Step 1 – Determine Status-Quo
“We need a proper understanding of the past to correctly judge the present if we ever are to foretell the future.” — Craig D. Idso
Before future problems can be solved, you must understand the underlying systems which produce your current results. The following diagram shows how (my) life areas influence each other in either a good (+) or bad (-) way. However, it should be noted that these relations are subjective and can be different for you:
Step 2 – Ask High-Level Questions
Once you have an understanding of the current system, it’s time to stimulate your creativity to find system improvements. This can be done by asking high-level questions about your current system. For this example, these two questions could be interesting:
Which life area has the biggest positive influence on all the other life areas?
The graph shows that nutrition & fitness do have a positive impact on all the other areas. The reason is simple: nutrition & fitness boost your average energy level which can be used to excel in all the other living areas.
Which life area has the most negative impact on my other life areas?
Your career & finances can have the most negative impact on your life because it takes away most of your time and energy throughout the day. In other words, when you work too much, chances are very high that you won’t have enough time for the rest of your life.
Step 3 – Redesign Your System
Lastly, it’s time to redesign the current system. We will achieve this by using two important concepts of systems thinking, leverage points, and bottlenecks.
A leverage point is a (preferably small) change in the system, which leads to a great improvement. As already mentioned, nutrition & fitness does have a big positive impact on all other areas.
Additionally, it doesn’t require too much of an effort to achieve a decent level of nutrition & fitness. For a start, you could decide to work on your nutrition & fitness 20 minutes a day.

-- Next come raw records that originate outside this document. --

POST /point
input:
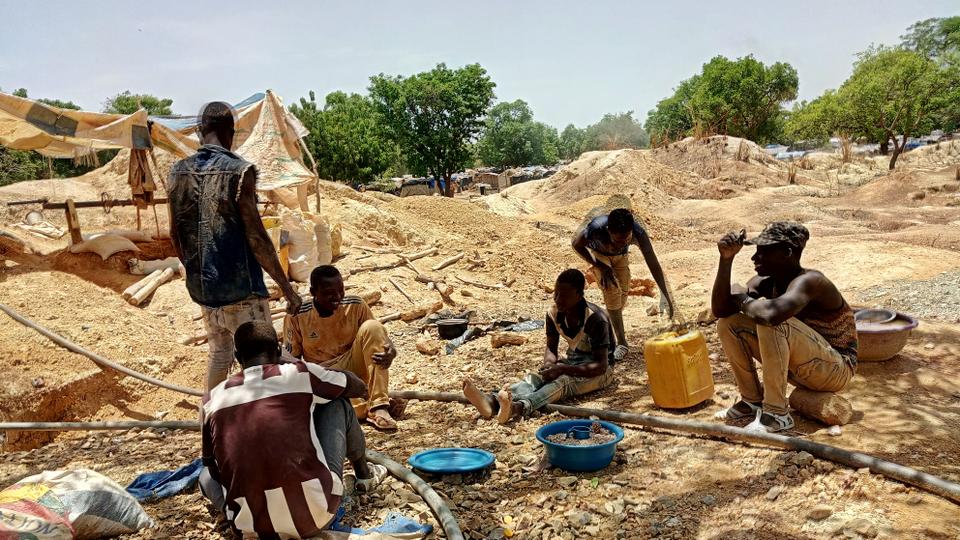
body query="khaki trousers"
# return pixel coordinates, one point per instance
(221, 323)
(791, 350)
(614, 297)
(371, 338)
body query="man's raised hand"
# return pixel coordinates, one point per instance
(355, 387)
(731, 244)
(385, 359)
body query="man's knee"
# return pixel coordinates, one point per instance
(372, 328)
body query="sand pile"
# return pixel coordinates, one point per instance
(934, 155)
(628, 172)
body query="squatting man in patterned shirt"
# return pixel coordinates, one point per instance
(275, 437)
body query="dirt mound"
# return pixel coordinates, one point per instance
(628, 172)
(726, 166)
(934, 155)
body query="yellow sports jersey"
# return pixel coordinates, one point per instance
(322, 339)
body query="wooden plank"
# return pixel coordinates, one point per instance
(73, 223)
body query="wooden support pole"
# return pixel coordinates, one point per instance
(132, 290)
(73, 223)
(391, 317)
(148, 289)
(399, 288)
(447, 262)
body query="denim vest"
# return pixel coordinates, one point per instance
(203, 190)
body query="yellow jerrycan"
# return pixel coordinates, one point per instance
(678, 369)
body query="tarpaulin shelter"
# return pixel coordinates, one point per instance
(266, 135)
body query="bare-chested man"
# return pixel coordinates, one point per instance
(791, 319)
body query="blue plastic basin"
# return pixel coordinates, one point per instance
(579, 458)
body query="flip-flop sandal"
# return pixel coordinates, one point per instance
(366, 485)
(397, 407)
(381, 423)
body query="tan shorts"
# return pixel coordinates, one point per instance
(614, 297)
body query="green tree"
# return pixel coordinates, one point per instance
(347, 137)
(19, 165)
(127, 103)
(897, 93)
(616, 131)
(571, 142)
(742, 98)
(672, 120)
(434, 116)
(937, 39)
(513, 138)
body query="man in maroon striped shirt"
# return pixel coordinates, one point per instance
(274, 439)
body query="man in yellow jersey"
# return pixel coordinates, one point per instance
(340, 332)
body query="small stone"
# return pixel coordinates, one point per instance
(774, 492)
(862, 526)
(802, 459)
(567, 481)
(820, 512)
(665, 502)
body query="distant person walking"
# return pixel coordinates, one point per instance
(603, 244)
(216, 230)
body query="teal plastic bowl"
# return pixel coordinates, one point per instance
(579, 458)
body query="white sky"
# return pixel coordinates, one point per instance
(572, 61)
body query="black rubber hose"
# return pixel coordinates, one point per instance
(907, 475)
(191, 425)
(436, 503)
(101, 361)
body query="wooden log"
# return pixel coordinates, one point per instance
(506, 338)
(481, 285)
(73, 222)
(391, 317)
(148, 289)
(133, 289)
(421, 254)
(399, 288)
(428, 347)
(194, 340)
(420, 311)
(371, 297)
(447, 262)
(827, 407)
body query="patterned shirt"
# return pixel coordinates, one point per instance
(260, 444)
(594, 332)
(322, 340)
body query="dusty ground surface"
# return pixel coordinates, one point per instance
(880, 241)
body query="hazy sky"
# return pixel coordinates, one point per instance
(571, 61)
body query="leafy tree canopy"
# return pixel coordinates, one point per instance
(434, 116)
(513, 138)
(347, 137)
(742, 97)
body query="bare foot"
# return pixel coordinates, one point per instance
(506, 412)
(483, 402)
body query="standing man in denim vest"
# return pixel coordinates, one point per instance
(217, 233)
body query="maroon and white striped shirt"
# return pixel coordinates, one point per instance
(259, 431)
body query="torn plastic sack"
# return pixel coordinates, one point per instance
(80, 504)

The second systems thinking concept, a bottleneck, means a fragile part within your system. If this fragile part breaks down, the functioning of the whole system is in danger. In our example, the biggest bottleneck is your career.
If your career requires too much time and energy, all the other life areas will suffer. A possible solution could be avoiding overtime and having a good work-life balance in general.
This small example illustrates how systems thinking can be applied to real-life.
However, we just scratched the surface. If you are serious about learning systems thinking, then have a look at this practical introduction to systems thinking.
How To Keep Going From Here
Start to scan your life for systems thinking opportunities. Look for pain points and repeating problems in your life, and then apply the 3-step process.
Systems thinking is a skill most people don’t possess naturally. This is why beginners should start small.
As a first example, you could analyze the way you are cleaning your room. Look at all the parts which are related to the tidiness of your room. How often do you clean your room? Do you have the right cleaning tools? Is your wardrobe badly structured?
Besides that, you could start to analyze your daily morning routine.
Do you have enough time in the morning? Which kind of breakfast gives you the most amount of energy? How do other systems (like your sleeping routine) affect your start to the day?
Once you have redesigned and improved these small systems, tackle the next one. There is no need to rush. Look for small wins, learn the basics, and keep going from there. You will gain experience and momentum faster than you can imagine.
As soon as you start to apply the systems thinking approach, you never want to go back. You will create a life that pulls you toward success. Instead of relying purely on willpower and discipline, you are building a finely-tuned machine that does most of the work for you.